Thursday, December 18, 2008

Rhetoric and Agenda-Setting

How many times have you found yourself in the middle of a conversation with a Christian and been debating the niceties of the Gospel of Matthew? You know what I'm talking about; you realize at some point that they've had the football on your end of the field during the whole exchange.

Of course, evangelists are typically good rhetoricians, because it's all they have. However, while they have a great offense, they usually have a weak defense; they're usually around like-minded people, so they're not used to people taking the debate agenda away from them. A few years ago on a Friday night I was back at my alma mater, walking across campus with a friend when we were approached by a campus crusader. Admittedly, back when I was young and foolish in college I might have said some shock-value nonsense to him just for laughs, and made him go away without changing his mind, as well as not impressing any on-the-fence bystanders that atheism might be a good way to live your life. He started his spiel, the usual "Have you heard the Good News? Have you accepted Christ in your heart?" etc. I told him, in a sincere tone, "Look. I can tell you're concerned for your fellow human beings, and that's really admirable. But I'm afraid you've been led into something just by virtue of being born into a community where your particular religion is practiced. So my question to you is, how is it possible for such things as gods even to exist? Wouldn't I actually be operating by two different standards of truth by telling people about gods versus trying to accurate tell the truth about things that I know or have done?"
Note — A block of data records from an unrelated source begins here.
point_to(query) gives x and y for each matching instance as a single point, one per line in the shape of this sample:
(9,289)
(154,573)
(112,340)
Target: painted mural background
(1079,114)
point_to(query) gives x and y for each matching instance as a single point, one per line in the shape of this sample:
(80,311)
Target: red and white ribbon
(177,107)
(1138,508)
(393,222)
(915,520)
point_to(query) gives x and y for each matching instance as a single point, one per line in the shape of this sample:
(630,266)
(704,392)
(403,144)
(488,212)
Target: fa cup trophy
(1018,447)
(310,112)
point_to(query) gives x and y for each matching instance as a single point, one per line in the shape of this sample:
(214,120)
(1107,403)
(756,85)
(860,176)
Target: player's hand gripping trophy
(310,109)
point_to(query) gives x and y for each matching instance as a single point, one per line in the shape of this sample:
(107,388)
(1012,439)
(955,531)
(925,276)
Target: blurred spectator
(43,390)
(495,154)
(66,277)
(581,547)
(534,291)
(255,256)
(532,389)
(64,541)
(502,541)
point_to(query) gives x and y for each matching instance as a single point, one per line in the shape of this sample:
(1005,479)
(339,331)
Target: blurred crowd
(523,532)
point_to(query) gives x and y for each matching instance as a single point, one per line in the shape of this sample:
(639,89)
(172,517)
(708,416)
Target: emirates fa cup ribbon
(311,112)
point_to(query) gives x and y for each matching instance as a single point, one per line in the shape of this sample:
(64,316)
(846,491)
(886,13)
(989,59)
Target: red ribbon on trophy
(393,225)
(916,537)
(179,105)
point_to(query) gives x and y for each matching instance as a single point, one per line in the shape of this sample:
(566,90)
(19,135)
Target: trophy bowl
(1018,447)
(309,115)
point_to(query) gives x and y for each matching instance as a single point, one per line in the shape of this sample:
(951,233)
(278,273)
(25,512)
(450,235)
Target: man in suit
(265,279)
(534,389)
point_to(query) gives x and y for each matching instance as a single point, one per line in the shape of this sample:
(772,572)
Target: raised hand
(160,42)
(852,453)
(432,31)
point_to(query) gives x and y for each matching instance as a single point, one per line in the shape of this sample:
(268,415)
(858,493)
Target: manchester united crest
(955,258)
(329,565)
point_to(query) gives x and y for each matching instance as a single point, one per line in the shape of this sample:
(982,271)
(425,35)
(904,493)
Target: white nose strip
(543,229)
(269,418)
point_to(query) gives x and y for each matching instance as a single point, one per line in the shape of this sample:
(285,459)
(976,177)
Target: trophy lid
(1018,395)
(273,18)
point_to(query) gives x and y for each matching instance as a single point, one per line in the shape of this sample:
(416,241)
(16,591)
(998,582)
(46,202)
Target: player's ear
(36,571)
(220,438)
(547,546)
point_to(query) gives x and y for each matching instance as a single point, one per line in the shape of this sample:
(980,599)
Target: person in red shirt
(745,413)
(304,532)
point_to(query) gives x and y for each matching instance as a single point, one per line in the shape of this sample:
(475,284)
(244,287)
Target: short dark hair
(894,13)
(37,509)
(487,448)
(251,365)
As it turned out, he disengaged first, but I would have been glad to talk to him at least until I got to where I was going; I'd like to think I got the wheels turning not just in him but in the other people who overheard the conversation. Really basic - and sincere - questions like that will sow doubt (in the evangelist and the bystanders) in a way that direct objections never could, and in a way that trying to debate the internal inconsistencies of scripture never could (because then he has the ball way down at your end of the field). Here in the West we're at the end of almost two millennia of Christian dominance, so it's sometimes difficult even for atheists to set the agenda of these discussions in terms of very basic questions, rather than arguing over the inconsistencies in the gospels. But perhaps even more important than that is to be sincere and nonconfrontational - that will devert a lot more people.